Mr Francis Torkonoo, Executive Secretary of NACOB, stated that the said report failed to mention the period those statistics were generated, and appealed to the media to endeavor to crosscheck any drug related information before making them public.
Mr Torkornoo said this at the opening of a two-day training programme on the role of the media in tackling the illicit drugs menace in the country.
The programme is aimed at equipping journalists with the appropriate tools and skills to give accurate and factual information on drug related issues.
He said Ghana did not have a current usage of cocaine data, saying that, “we have not been able to translate consumption rate yet”.

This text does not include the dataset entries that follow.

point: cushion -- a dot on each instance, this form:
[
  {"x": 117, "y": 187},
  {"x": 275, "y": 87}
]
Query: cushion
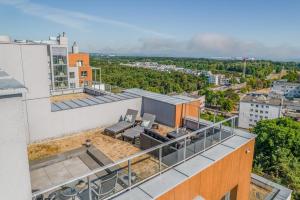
[
  {"x": 128, "y": 118},
  {"x": 145, "y": 123}
]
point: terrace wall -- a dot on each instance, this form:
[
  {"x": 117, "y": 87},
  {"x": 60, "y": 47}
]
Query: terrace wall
[
  {"x": 44, "y": 124},
  {"x": 232, "y": 173}
]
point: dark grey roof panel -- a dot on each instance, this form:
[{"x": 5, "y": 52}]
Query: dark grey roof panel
[
  {"x": 217, "y": 152},
  {"x": 118, "y": 96},
  {"x": 235, "y": 142},
  {"x": 163, "y": 183},
  {"x": 3, "y": 74},
  {"x": 194, "y": 165},
  {"x": 10, "y": 84},
  {"x": 131, "y": 94},
  {"x": 89, "y": 102},
  {"x": 62, "y": 106},
  {"x": 71, "y": 104},
  {"x": 112, "y": 98},
  {"x": 126, "y": 95},
  {"x": 104, "y": 99},
  {"x": 80, "y": 103},
  {"x": 96, "y": 100},
  {"x": 134, "y": 194},
  {"x": 54, "y": 108}
]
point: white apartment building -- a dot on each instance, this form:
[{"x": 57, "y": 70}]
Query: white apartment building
[
  {"x": 285, "y": 88},
  {"x": 216, "y": 79},
  {"x": 256, "y": 107}
]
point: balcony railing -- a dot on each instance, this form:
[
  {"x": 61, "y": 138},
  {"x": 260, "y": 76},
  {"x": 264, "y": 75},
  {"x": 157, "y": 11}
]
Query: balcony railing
[{"x": 113, "y": 179}]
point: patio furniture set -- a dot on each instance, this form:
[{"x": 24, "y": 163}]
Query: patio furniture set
[{"x": 131, "y": 128}]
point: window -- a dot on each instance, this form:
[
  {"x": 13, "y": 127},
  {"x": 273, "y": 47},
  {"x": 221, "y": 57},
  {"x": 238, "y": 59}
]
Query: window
[
  {"x": 79, "y": 63},
  {"x": 84, "y": 73},
  {"x": 72, "y": 74},
  {"x": 72, "y": 85}
]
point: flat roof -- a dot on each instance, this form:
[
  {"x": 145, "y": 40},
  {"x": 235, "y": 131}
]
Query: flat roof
[
  {"x": 90, "y": 101},
  {"x": 174, "y": 100},
  {"x": 9, "y": 85},
  {"x": 261, "y": 99},
  {"x": 282, "y": 192},
  {"x": 163, "y": 183}
]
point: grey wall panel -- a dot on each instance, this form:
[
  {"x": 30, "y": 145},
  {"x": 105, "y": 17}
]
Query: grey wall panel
[{"x": 165, "y": 113}]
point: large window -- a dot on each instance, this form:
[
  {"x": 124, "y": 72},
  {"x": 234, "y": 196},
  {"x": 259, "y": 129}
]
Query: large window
[
  {"x": 60, "y": 68},
  {"x": 83, "y": 74},
  {"x": 72, "y": 74},
  {"x": 79, "y": 63}
]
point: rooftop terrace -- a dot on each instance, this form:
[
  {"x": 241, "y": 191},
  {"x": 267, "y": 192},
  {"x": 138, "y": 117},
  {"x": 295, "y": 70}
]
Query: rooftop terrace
[{"x": 152, "y": 171}]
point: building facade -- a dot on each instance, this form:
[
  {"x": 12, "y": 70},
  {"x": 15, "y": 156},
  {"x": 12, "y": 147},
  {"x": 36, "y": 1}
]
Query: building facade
[
  {"x": 80, "y": 62},
  {"x": 256, "y": 107},
  {"x": 287, "y": 89}
]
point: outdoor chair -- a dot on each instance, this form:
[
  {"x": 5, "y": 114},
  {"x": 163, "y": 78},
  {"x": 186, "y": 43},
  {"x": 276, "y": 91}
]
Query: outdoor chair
[
  {"x": 133, "y": 133},
  {"x": 126, "y": 123},
  {"x": 104, "y": 186}
]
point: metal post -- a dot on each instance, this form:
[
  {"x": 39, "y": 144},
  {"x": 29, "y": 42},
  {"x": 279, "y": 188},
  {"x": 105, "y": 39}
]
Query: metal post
[
  {"x": 232, "y": 125},
  {"x": 129, "y": 174},
  {"x": 160, "y": 158},
  {"x": 89, "y": 188},
  {"x": 184, "y": 150},
  {"x": 204, "y": 139},
  {"x": 220, "y": 137}
]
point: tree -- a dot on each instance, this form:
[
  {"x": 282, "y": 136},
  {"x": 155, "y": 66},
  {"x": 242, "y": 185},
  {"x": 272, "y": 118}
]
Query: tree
[
  {"x": 277, "y": 151},
  {"x": 292, "y": 76}
]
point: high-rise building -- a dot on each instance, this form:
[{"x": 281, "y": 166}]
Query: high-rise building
[
  {"x": 255, "y": 107},
  {"x": 79, "y": 63}
]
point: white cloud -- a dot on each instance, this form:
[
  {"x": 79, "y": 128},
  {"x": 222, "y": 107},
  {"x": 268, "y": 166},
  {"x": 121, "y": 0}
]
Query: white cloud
[
  {"x": 72, "y": 19},
  {"x": 209, "y": 45}
]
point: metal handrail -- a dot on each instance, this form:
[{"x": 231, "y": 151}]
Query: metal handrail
[{"x": 136, "y": 155}]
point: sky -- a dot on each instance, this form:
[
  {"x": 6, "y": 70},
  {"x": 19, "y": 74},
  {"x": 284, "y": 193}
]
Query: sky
[{"x": 267, "y": 29}]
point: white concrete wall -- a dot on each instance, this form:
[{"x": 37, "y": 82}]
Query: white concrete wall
[
  {"x": 44, "y": 124},
  {"x": 245, "y": 112},
  {"x": 29, "y": 64},
  {"x": 14, "y": 167},
  {"x": 76, "y": 76}
]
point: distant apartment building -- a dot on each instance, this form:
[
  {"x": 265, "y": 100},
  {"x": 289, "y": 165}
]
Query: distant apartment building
[
  {"x": 216, "y": 79},
  {"x": 79, "y": 67},
  {"x": 65, "y": 70},
  {"x": 256, "y": 107},
  {"x": 285, "y": 88}
]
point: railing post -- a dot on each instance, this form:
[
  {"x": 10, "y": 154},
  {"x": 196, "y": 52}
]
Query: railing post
[
  {"x": 220, "y": 136},
  {"x": 160, "y": 158},
  {"x": 129, "y": 174},
  {"x": 89, "y": 188},
  {"x": 232, "y": 126},
  {"x": 204, "y": 139},
  {"x": 184, "y": 149}
]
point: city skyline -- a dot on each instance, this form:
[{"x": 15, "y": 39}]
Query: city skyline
[{"x": 155, "y": 28}]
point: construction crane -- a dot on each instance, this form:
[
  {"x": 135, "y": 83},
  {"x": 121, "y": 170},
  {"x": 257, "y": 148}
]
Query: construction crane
[{"x": 244, "y": 69}]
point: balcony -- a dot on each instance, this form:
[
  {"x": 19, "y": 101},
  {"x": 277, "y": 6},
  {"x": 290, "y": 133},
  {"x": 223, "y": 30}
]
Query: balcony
[{"x": 129, "y": 172}]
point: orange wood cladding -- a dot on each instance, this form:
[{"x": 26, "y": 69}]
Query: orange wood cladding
[
  {"x": 85, "y": 58},
  {"x": 230, "y": 173},
  {"x": 189, "y": 109}
]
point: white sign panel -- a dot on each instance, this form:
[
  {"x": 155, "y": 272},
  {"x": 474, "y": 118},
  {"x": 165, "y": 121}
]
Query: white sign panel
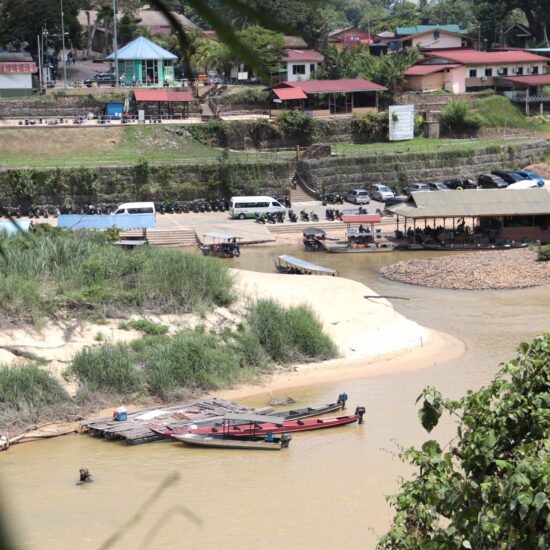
[{"x": 401, "y": 122}]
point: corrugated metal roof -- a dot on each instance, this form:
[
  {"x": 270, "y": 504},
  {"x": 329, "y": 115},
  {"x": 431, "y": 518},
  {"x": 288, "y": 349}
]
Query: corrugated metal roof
[
  {"x": 142, "y": 48},
  {"x": 476, "y": 202},
  {"x": 19, "y": 67},
  {"x": 302, "y": 55},
  {"x": 289, "y": 93},
  {"x": 423, "y": 70},
  {"x": 531, "y": 80},
  {"x": 333, "y": 86},
  {"x": 162, "y": 95},
  {"x": 362, "y": 218},
  {"x": 474, "y": 57}
]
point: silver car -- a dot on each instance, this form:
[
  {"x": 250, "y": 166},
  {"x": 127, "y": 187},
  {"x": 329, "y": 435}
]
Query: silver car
[
  {"x": 358, "y": 196},
  {"x": 381, "y": 192}
]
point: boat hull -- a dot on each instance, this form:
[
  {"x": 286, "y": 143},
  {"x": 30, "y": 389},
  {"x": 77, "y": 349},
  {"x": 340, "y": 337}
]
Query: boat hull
[
  {"x": 288, "y": 426},
  {"x": 222, "y": 442}
]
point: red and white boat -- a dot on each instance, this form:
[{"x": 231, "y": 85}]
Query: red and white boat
[{"x": 263, "y": 428}]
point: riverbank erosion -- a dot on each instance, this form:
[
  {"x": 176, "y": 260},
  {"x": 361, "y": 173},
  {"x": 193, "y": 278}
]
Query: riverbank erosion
[{"x": 480, "y": 270}]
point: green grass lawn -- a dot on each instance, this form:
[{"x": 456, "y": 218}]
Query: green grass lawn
[
  {"x": 417, "y": 145},
  {"x": 110, "y": 146}
]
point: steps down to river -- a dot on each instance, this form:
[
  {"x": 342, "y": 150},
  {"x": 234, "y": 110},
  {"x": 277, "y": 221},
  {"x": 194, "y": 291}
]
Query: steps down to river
[{"x": 167, "y": 238}]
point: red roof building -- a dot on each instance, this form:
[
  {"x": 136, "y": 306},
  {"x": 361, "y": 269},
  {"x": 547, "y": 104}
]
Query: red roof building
[{"x": 327, "y": 97}]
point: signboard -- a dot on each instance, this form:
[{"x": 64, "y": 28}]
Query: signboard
[{"x": 401, "y": 122}]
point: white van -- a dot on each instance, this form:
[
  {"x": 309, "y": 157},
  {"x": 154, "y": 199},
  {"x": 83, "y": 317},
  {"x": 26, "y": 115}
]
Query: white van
[
  {"x": 136, "y": 208},
  {"x": 246, "y": 207}
]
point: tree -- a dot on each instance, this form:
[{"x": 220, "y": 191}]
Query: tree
[
  {"x": 22, "y": 20},
  {"x": 445, "y": 12},
  {"x": 489, "y": 487},
  {"x": 267, "y": 45}
]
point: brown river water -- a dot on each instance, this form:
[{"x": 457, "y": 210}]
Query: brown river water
[{"x": 326, "y": 491}]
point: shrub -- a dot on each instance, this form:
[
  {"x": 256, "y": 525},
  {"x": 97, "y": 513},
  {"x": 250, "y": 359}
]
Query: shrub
[
  {"x": 458, "y": 119},
  {"x": 28, "y": 394},
  {"x": 293, "y": 124},
  {"x": 544, "y": 253},
  {"x": 190, "y": 360},
  {"x": 108, "y": 368},
  {"x": 289, "y": 334},
  {"x": 146, "y": 326}
]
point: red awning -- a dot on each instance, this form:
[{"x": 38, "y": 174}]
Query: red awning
[
  {"x": 289, "y": 93},
  {"x": 163, "y": 95},
  {"x": 21, "y": 67},
  {"x": 530, "y": 80},
  {"x": 362, "y": 218}
]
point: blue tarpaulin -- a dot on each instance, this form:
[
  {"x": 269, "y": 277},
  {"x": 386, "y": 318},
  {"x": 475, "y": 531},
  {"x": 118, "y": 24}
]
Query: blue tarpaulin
[{"x": 105, "y": 221}]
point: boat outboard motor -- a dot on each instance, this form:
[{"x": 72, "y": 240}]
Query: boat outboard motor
[
  {"x": 359, "y": 412},
  {"x": 342, "y": 398},
  {"x": 285, "y": 440}
]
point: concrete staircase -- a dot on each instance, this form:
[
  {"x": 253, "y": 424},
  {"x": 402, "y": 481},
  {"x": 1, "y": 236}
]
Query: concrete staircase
[{"x": 168, "y": 238}]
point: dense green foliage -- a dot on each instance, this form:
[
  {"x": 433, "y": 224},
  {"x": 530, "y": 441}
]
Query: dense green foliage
[
  {"x": 107, "y": 368},
  {"x": 289, "y": 334},
  {"x": 29, "y": 393},
  {"x": 51, "y": 271},
  {"x": 171, "y": 367},
  {"x": 488, "y": 488},
  {"x": 458, "y": 119}
]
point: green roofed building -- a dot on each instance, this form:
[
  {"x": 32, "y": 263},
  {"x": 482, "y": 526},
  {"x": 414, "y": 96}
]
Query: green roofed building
[{"x": 142, "y": 62}]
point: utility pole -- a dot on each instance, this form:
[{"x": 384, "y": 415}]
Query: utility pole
[
  {"x": 115, "y": 44},
  {"x": 63, "y": 42},
  {"x": 39, "y": 64}
]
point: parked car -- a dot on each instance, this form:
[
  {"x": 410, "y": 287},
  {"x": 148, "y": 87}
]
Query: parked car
[
  {"x": 358, "y": 196},
  {"x": 528, "y": 175},
  {"x": 490, "y": 181},
  {"x": 508, "y": 177},
  {"x": 108, "y": 79},
  {"x": 415, "y": 188},
  {"x": 381, "y": 192},
  {"x": 438, "y": 186},
  {"x": 460, "y": 183}
]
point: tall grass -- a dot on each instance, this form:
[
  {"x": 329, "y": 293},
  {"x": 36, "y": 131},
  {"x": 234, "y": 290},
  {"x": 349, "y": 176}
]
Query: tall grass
[
  {"x": 27, "y": 394},
  {"x": 109, "y": 368},
  {"x": 58, "y": 269},
  {"x": 293, "y": 334},
  {"x": 499, "y": 112}
]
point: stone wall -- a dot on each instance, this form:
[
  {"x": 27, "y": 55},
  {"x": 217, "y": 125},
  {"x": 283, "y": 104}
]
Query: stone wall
[
  {"x": 337, "y": 173},
  {"x": 80, "y": 186}
]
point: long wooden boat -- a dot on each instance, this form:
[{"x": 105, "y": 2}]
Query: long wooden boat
[
  {"x": 263, "y": 428},
  {"x": 221, "y": 245},
  {"x": 307, "y": 412},
  {"x": 290, "y": 265},
  {"x": 218, "y": 441}
]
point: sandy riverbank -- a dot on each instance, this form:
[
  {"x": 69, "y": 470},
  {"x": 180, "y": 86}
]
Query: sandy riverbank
[{"x": 372, "y": 338}]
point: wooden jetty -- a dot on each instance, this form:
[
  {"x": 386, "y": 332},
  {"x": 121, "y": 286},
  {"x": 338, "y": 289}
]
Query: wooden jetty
[{"x": 135, "y": 430}]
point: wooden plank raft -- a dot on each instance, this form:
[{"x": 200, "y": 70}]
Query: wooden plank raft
[{"x": 135, "y": 430}]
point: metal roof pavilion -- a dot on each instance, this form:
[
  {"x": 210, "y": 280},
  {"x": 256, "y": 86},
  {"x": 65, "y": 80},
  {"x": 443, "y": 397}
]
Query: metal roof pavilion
[
  {"x": 142, "y": 48},
  {"x": 476, "y": 202}
]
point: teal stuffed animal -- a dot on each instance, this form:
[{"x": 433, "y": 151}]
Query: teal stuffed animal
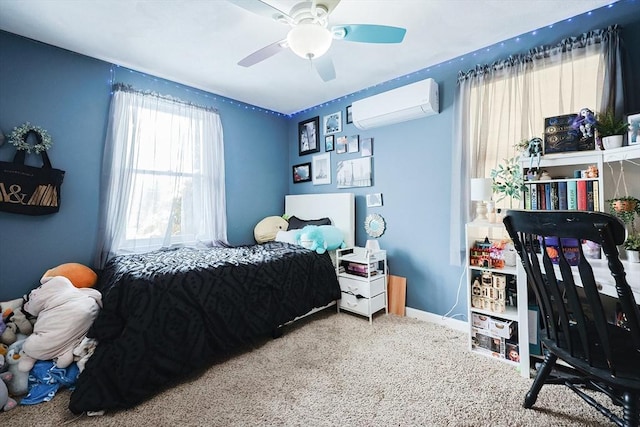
[{"x": 320, "y": 238}]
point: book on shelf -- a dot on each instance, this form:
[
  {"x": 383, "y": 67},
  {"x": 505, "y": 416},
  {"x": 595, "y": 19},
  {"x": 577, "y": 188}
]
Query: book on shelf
[
  {"x": 547, "y": 196},
  {"x": 582, "y": 195},
  {"x": 554, "y": 196},
  {"x": 562, "y": 195},
  {"x": 533, "y": 191},
  {"x": 527, "y": 196},
  {"x": 572, "y": 195}
]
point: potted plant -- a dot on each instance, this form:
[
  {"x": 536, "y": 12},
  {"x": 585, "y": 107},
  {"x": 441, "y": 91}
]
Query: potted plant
[
  {"x": 610, "y": 129},
  {"x": 625, "y": 208},
  {"x": 508, "y": 180},
  {"x": 632, "y": 246}
]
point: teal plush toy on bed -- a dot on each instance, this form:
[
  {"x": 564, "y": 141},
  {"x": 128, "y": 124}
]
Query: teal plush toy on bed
[{"x": 320, "y": 238}]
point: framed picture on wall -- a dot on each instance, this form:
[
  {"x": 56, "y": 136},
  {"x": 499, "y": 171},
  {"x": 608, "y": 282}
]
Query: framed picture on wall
[
  {"x": 353, "y": 143},
  {"x": 354, "y": 173},
  {"x": 634, "y": 129},
  {"x": 321, "y": 167},
  {"x": 374, "y": 200},
  {"x": 341, "y": 145},
  {"x": 302, "y": 172},
  {"x": 333, "y": 123},
  {"x": 329, "y": 142},
  {"x": 366, "y": 147},
  {"x": 309, "y": 136}
]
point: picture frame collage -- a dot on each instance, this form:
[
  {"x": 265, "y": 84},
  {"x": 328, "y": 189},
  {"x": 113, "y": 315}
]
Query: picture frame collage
[{"x": 351, "y": 172}]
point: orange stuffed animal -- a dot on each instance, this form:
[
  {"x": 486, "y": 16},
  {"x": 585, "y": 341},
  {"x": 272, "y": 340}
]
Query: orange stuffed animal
[{"x": 80, "y": 275}]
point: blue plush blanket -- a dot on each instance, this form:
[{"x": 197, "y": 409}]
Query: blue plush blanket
[{"x": 45, "y": 379}]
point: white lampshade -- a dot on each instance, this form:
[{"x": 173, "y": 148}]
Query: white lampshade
[
  {"x": 372, "y": 245},
  {"x": 481, "y": 189},
  {"x": 309, "y": 41}
]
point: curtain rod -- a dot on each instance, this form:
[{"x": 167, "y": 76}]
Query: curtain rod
[{"x": 122, "y": 87}]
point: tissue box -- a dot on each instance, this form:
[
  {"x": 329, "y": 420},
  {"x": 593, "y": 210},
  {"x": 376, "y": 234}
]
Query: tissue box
[{"x": 502, "y": 328}]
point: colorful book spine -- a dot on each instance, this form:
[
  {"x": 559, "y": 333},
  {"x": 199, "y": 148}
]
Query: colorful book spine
[
  {"x": 547, "y": 196},
  {"x": 562, "y": 195},
  {"x": 534, "y": 196},
  {"x": 555, "y": 205},
  {"x": 572, "y": 195},
  {"x": 582, "y": 195}
]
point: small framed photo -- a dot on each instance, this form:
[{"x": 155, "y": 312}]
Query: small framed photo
[
  {"x": 366, "y": 147},
  {"x": 354, "y": 173},
  {"x": 353, "y": 144},
  {"x": 333, "y": 123},
  {"x": 302, "y": 172},
  {"x": 329, "y": 142},
  {"x": 341, "y": 145},
  {"x": 374, "y": 200},
  {"x": 321, "y": 169},
  {"x": 309, "y": 136},
  {"x": 634, "y": 129}
]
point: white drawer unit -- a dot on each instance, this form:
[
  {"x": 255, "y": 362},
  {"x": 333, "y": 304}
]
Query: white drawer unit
[{"x": 362, "y": 274}]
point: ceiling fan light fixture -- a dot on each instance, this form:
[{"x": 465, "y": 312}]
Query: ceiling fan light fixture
[{"x": 309, "y": 41}]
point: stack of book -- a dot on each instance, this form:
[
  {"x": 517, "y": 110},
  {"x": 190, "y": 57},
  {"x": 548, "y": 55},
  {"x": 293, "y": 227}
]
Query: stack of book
[
  {"x": 571, "y": 194},
  {"x": 362, "y": 270}
]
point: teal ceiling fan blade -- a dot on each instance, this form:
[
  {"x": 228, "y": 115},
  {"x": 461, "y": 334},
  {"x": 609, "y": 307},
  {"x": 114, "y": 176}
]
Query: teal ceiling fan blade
[{"x": 369, "y": 33}]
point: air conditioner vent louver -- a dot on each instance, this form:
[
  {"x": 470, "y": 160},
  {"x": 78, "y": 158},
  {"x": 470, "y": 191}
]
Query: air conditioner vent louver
[{"x": 413, "y": 101}]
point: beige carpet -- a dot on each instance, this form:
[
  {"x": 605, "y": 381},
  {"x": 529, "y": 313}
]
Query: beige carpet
[{"x": 337, "y": 370}]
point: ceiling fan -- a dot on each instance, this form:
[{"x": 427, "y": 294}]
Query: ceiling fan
[{"x": 310, "y": 36}]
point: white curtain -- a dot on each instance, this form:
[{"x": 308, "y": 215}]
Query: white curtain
[
  {"x": 162, "y": 177},
  {"x": 498, "y": 105}
]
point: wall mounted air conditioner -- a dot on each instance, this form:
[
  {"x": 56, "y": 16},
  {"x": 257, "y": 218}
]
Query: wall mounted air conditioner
[{"x": 415, "y": 100}]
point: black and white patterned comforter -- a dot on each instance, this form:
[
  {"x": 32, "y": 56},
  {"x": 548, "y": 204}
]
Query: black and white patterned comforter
[{"x": 168, "y": 313}]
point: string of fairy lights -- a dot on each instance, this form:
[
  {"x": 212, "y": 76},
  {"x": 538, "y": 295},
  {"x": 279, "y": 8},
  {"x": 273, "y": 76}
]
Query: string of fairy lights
[{"x": 219, "y": 99}]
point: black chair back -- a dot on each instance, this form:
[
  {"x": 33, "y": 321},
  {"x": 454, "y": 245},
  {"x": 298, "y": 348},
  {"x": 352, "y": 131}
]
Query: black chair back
[{"x": 578, "y": 325}]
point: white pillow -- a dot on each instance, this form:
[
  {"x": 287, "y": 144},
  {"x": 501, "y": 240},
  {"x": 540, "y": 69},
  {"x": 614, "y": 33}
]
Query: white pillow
[{"x": 286, "y": 236}]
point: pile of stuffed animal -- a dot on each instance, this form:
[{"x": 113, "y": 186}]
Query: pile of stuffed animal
[{"x": 48, "y": 324}]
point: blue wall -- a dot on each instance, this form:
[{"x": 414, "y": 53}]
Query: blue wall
[
  {"x": 412, "y": 161},
  {"x": 68, "y": 94}
]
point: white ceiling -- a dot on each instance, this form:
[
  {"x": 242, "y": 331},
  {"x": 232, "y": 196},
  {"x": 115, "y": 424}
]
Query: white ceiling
[{"x": 199, "y": 42}]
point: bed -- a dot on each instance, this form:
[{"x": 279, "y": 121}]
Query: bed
[{"x": 168, "y": 314}]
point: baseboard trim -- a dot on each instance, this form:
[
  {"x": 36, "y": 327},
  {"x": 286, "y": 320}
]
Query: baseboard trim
[{"x": 449, "y": 322}]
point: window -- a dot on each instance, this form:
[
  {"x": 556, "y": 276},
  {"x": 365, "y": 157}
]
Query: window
[
  {"x": 548, "y": 90},
  {"x": 164, "y": 175}
]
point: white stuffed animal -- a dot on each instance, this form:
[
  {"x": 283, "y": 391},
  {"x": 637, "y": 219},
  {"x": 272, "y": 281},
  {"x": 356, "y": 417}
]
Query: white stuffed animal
[
  {"x": 6, "y": 403},
  {"x": 19, "y": 383},
  {"x": 64, "y": 315}
]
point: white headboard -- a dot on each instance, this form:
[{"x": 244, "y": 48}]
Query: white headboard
[{"x": 339, "y": 207}]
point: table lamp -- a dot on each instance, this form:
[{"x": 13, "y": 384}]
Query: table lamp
[{"x": 481, "y": 193}]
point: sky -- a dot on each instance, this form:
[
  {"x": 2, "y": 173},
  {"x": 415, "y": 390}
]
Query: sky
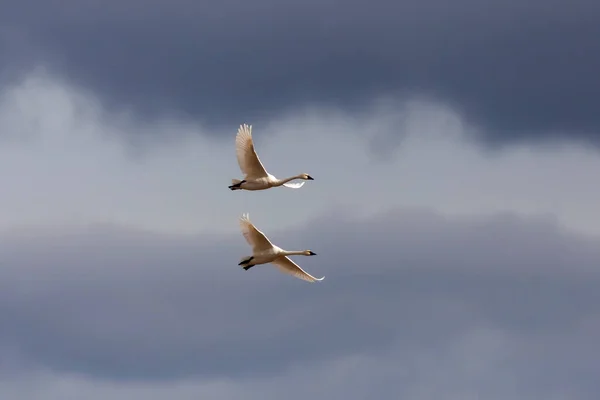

According to him the increasing number of drugs coming to West Africa could translate to high consumption rate, pointing out that alcohol consumption was of the number one in reported cases in the country’s hospitals.
He explained that marijuana and cocaine consumption took the second and third positions on reported cases whilst heroine was fourth.
He mentioned that lately, methamphetamine, a stimulant, was gaining recognition in the drug abuse menace.
Mr Torkornoo was optimistic that a Bill, which aims at transforming the Board into a Commission, would receive Cabinet’s attention to help them become more independent and be in tune with the current technology as well as the modus operandi in the fight against drug trafficking.
Mr Solomon Stanley Eyo, who is in charge of Supply Reduction Activities, NACOB, noted that, illicit drugs that are trafficked and abused in Ghana were cannabis sativa, cocaine, heroin and methamphetamine.
Mr Eyo said one of the deadliest among them was methamphetamine because it was produced from dangerous chemicals and psychotropic substances.
He appealed to government to provide more resources and logistics to staff of NACOB to enable them to give off their best.
Mr Eyo said Staff of NACOB need more training to be up to-date with global trends.
Additionally, he said, it was also important government comes up with better welfare packages to motivate the staff to give out their best.
Ms Ernestina Agyei Mensah, an official with the Drug Demand Reduction unit, NACOB, said one of the drugs abused in markets was tramadol.
Ms Mensah said drug addiction, which constitute a brain disease, has now become a public health issue which ought to be managed effectively and appealed to the media to support NACOB to counter false perceptions that drug use was normative.